Living far from her home, I hadn’t seen her for six years. But we spoke on the phone regularly. So it’s not her actual tangible presence that tells me she is gone. In my mind—which is having a hard time accepting the new reality—she is still just a phone call away.

As I watched the season’s final episode of “Call the Midwife,” I found myself thinking, “I wonder what Pat will say about this when we talk.”

As I read the latest Jacqueline Winspear novel The American Agent, I found myself wondering if Pat, too, was thinking this might be the author’s last book in the series.

Always, while watching the PBS television programs we most enjoyed or reading the novels by authors that one or the other of us had discovered and shared, I find myself thinking of Pat. Where does she think the series—television or book—is going next? What other program did we see this English actor in?

Over the forty years of our friendship, Pat and I shared many interests. Here are just a few:
·      a great love of animals and a concern over their treatment;
·      a delight in reading well-written mystery novels;
·      a love of correct grammar and good writing;
·      a commitment to social justice, inclusion, equality, voting rights, and women’s rights;
·      a vow to resist bullies and those who fail to embrace the differences that might enrich our culture;
·      a resolve to try to find, embrace, and live the consequences of the ties that bind us as global citizens;
·      and a sense of humor—oh, I miss her laughter and her chuckle.


After living in Stillwater, Minnesota, for thirty-seven years, I moved here to Missouri ten years ago. In the intervening years, nine of my friends have died. Pat is just the latest, but our friendship had grown so deep that my grief has been a little overwhelming.

What always helps me is being grateful that she chose me as a friend all those years ago. I feel deep, enriching gratitude for her friendship. For her faithfulness. For her love.

And I realize again and yes again as I learn of the death of friends in Minnesota that growing older is a matter of letting go again and yes again.
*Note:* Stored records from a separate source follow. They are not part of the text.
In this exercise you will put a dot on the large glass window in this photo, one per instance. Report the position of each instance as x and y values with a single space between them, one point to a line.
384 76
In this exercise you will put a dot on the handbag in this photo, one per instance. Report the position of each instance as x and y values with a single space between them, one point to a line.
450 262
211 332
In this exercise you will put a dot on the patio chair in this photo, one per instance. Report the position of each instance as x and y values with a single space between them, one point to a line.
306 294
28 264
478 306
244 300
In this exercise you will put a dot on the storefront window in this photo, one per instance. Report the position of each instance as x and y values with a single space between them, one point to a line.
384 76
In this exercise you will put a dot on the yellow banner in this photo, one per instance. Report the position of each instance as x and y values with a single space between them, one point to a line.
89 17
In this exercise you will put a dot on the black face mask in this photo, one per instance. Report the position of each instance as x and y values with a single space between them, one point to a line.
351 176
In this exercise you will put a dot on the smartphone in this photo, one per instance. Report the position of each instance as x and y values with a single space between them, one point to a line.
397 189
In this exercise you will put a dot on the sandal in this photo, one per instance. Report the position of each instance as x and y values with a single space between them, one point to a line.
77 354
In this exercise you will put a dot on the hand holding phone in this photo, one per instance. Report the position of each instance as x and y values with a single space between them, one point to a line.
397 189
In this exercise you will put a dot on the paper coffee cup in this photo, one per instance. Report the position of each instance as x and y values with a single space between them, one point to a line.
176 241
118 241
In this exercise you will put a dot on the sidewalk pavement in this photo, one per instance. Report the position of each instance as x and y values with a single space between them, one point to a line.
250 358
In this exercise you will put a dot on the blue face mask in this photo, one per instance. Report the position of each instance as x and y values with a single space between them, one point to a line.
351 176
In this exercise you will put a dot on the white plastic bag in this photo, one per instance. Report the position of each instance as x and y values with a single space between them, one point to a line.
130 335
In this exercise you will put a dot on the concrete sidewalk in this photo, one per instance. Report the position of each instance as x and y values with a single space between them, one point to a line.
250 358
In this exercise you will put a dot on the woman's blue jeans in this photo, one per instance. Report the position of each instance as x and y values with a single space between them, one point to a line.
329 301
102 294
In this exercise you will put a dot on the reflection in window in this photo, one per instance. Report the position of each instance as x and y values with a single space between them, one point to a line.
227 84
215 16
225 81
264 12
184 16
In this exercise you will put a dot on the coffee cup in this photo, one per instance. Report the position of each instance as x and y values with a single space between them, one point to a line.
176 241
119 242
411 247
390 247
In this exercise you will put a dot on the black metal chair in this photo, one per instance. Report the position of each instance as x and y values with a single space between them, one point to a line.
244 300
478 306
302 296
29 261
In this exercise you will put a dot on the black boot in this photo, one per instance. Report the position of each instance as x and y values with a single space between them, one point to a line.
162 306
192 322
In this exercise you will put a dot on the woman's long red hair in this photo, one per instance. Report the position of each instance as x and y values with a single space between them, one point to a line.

Letting go.

I am reminded of the last words from a poem I memorized when I was twenty-one. It is from a book of poetry by Anne Morrow Lindbergh.

Blow through me, Life, pared down at last to bone.
So fragile and so fearless have I grown.

Pat had become fragile as she aged. She was always fearless. And she was always a friend.
Peace.

Photographs from Wikipedia




Monday, March 4, 2019

The Recipe for a Career

Last week, several of you left comments indicating that my new “recipe” for writing sounded like a renamed, still ambitious, version of the old. Today I’m writing the first of three posts to explain the differences between the old Dee—worker bee—and the new—nonchalant feline.

Today, I’ll detail the years to retirement; next week, retirement to now; third week, new recipe. Please bear with me; I hope you don’t get too bored.

Let’s begin.

Throughout grade and high school, college and convent, I responded promptly to a clanging bell announcing a change of class or task. That bell set the rhythm of my day. After I left the convent, I taught for several years, once again responding to bells. The routine eked into my bones. Very Pavlov and his dog.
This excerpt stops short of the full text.